Thursday, June 01, 2006

Tricks To Improve Your Memory – Remedies for Senior Moments!

David Teten’s Brain Food Blog recently contained a Link to a fascinating article on “Tricks To Improve Your Memory,” originally published by Real Simple magazine. I intended to share the article with you last week, but I forgot!!!

I found this brief article to contain some very practical hints and tips for remembering mundane things.,21863,1181370,00.html?nid=8515060503-1188465

In addition to the tricks shared in the Link above, let me add one additional technique that I find very helpful in retaining memory of important items. I am primarily a visual learner, so I find a way to visualize a connection to the thing I am trying to remember. Here is a recent example.

I had dinner last evening with a new friend from Qatar, one of the Persian Gulf emirates.

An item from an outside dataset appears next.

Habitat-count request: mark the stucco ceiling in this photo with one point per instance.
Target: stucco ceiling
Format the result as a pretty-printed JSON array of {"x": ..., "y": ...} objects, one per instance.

My friend was explaining to me the Qatari custom of extended families gathering each week in the home of the eldest member of the family in a tradition known as “Majlis.”

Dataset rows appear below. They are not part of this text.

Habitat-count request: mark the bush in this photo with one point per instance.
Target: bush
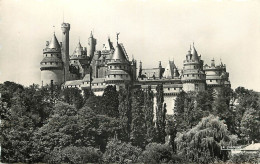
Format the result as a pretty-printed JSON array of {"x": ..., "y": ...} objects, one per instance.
[
  {"x": 121, "y": 152},
  {"x": 72, "y": 154},
  {"x": 245, "y": 158},
  {"x": 156, "y": 153}
]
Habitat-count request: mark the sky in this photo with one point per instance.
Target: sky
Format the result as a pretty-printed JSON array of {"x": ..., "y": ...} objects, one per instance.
[{"x": 151, "y": 31}]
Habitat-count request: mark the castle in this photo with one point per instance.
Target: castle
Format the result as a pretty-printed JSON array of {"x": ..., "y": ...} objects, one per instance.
[{"x": 88, "y": 68}]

(Wikepedia defines Majlis as "an Arabic term for a room in a private home used to entertain family and guests. In some homes there is a women's Majlis and a men's Majlis.")

I wanted to be able to remember this word, but it was unlike any other word I knew, so I had no frame of reference - no hook on which to hang my memory of this new word. So, I first asked my friend to spell the word. I was able to visualize the letters and take a mental snapshot of the word written out. And then I sounded out the word to myself – “Mahjh – Lease.” Next, I envisioned a large room filled with berobed Arabs, and sitting in the front of the room presiding over the gathering was Marge Simpson! Marge was leaning to one side – “listing to starboard,” if you will - and was holding a long list in her hands. So, now when I want to remember the word, I see “listing Marge holding her list,” and I can’t fail to recall “Majlis”!

The principle here is that the more bizarre and graphic the image you envision, the more indelibly it will remain in your memory.

If this seems like more trouble than it is worth, well then . . . just forget it!